CVE-2026-4359 Overview
A vulnerability has been identified in the MongoDB C driver that allows a compromised third-party cloud server or man-in-the-middle attacker to send a malformed HTTP response and cause a crash in applications using the driver. This denial of service vulnerability stems from improper handling of null characters within HTTP response processing (CWE-158: Improper Neutralization of Null Byte or NUL Character).
Critical Impact
Applications using the MongoDB C driver may crash when processing maliciously crafted HTTP responses from compromised servers or MITM attackers, potentially disrupting database connectivity and application availability.
Affected Products
- MongoDB C Driver (specific affected versions to be confirmed via vendor advisory)
Discovery Timeline
- 2026-03-17 - CVE-2026-4359 published to NVD
- 2026-03-18 - Last updated in NVD database
Technical Details for CVE-2026-4359
Vulnerability Analysis
This vulnerability is classified under CWE-158 (Improper Neutralization of Null Byte or NUL Character), indicating that the MongoDB C driver fails to properly handle null byte characters embedded within HTTP responses. When the driver receives a malformed HTTP response containing unexpected null characters, the parsing logic does not adequately sanitize or validate these inputs, leading to application instability.
The attack requires network access but has high complexity prerequisites. An attacker must either compromise a third-party cloud server that the MongoDB C driver communicates with, or position themselves as a man-in-the-middle between the application and the server. The impact is limited to availability, as successful exploitation results in an application crash rather than data compromise or code execution.
Root Cause
The root cause lies in the MongoDB C driver's HTTP response parsing implementation, which does not properly neutralize null byte characters (NUL, 0x00) present in server responses. When processing HTTP responses, the driver's parsing routines may interpret null bytes in unexpected ways, causing buffer handling errors or triggering assertion failures that lead to application termination.
Attack Vector
The attack vector is network-based and requires either:
- Compromised Cloud Server: An attacker gains control of a third-party cloud server that the MongoDB C driver connects to and sends malformed HTTP responses containing null bytes
- Man-in-the-Middle Position: An attacker intercepts network traffic between the application and the server, injecting malformed HTTP responses with embedded null characters
The exploitation requires high privileges, active intervention in the network path, and user interaction, making real-world exploitation scenarios relatively difficult to achieve. The vulnerability results in denial of service through application crashes, with no direct impact on confidentiality or integrity.
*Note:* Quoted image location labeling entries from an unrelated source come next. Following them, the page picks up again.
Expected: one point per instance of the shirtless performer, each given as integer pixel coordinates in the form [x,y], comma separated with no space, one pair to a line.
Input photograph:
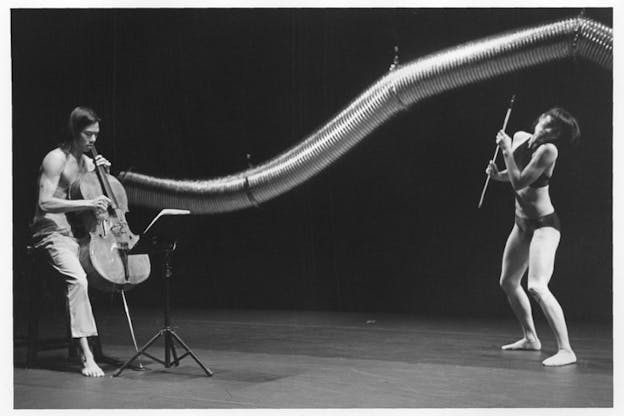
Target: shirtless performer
[51,229]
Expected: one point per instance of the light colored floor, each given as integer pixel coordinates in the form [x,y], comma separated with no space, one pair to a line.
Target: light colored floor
[287,359]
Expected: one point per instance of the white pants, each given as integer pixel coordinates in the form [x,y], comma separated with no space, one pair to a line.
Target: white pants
[63,255]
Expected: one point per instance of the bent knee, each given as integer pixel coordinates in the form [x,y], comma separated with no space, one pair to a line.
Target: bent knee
[508,285]
[538,291]
[79,282]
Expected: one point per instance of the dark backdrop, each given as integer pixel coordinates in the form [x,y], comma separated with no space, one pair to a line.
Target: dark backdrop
[392,226]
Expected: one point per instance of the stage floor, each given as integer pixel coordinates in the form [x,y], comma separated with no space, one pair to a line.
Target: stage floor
[294,359]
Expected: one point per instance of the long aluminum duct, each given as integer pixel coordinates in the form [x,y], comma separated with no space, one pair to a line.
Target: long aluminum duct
[428,76]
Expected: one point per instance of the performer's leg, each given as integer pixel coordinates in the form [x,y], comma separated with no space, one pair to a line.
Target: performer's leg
[63,253]
[515,262]
[542,261]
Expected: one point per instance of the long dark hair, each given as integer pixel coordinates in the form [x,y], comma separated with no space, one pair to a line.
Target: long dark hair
[79,118]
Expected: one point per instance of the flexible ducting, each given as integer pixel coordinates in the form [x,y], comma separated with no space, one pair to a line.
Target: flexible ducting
[408,84]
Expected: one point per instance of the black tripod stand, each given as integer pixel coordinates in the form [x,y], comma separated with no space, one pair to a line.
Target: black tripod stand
[167,247]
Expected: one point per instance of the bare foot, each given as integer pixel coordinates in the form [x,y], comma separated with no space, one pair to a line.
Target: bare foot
[524,344]
[563,357]
[90,368]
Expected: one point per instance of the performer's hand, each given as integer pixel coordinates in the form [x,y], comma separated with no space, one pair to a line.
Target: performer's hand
[492,170]
[503,141]
[100,204]
[102,161]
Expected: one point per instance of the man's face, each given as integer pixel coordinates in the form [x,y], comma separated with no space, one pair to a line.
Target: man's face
[88,136]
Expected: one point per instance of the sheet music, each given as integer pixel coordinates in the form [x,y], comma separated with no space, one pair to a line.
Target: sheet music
[166,211]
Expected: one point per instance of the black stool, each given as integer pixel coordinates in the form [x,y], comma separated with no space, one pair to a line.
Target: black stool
[41,278]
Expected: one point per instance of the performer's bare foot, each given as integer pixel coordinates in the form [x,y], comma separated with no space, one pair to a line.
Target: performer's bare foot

Detection Methods for CVE-2026-4359
Indicators of Compromise
- Unexpected application crashes or restarts in services using the MongoDB C driver
- Core dumps or crash logs indicating segmentation faults in MongoDB driver library functions
- Unusual HTTP traffic patterns between application servers and MongoDB-related cloud services
Detection Strategies
- Monitor application logs for crash events related to MongoDB C driver library calls
- Implement network traffic analysis to detect malformed HTTP responses with embedded null bytes
- Deploy intrusion detection rules to identify anomalous HTTP response patterns targeting MongoDB driver endpoints
Monitoring Recommendations
- Enable verbose logging for MongoDB C driver connections to capture HTTP response anomalies
- Configure application monitoring to alert on unexpected process terminations
- Review network traffic for signs of man-in-the-middle activity between application servers and cloud endpoints
How to Mitigate CVE-2026-4359
Immediate Actions Required
- Review the MongoDB Driver Issue Tracker for vendor guidance and patch availability
- Audit network infrastructure to ensure secure communication channels between applications and cloud services
- Implement network segmentation to reduce exposure to man-in-the-middle attacks
Patch Information
Patch details are available through the MongoDB Driver Issue Tracker (CDRIVER-6251). Organizations should monitor this issue tracker for official fixes and upgrade to the patched version of the MongoDB C driver when available.
Workarounds
- Use TLS/SSL encryption for all connections to prevent man-in-the-middle injection of malformed responses
- Implement network-level controls to restrict communication to trusted endpoints only
- Consider deploying a reverse proxy or application-level firewall to validate HTTP responses before they reach the MongoDB C driver
Disclaimer: This content was generated using AI. While we strive for accuracy, please verify critical information with official sources.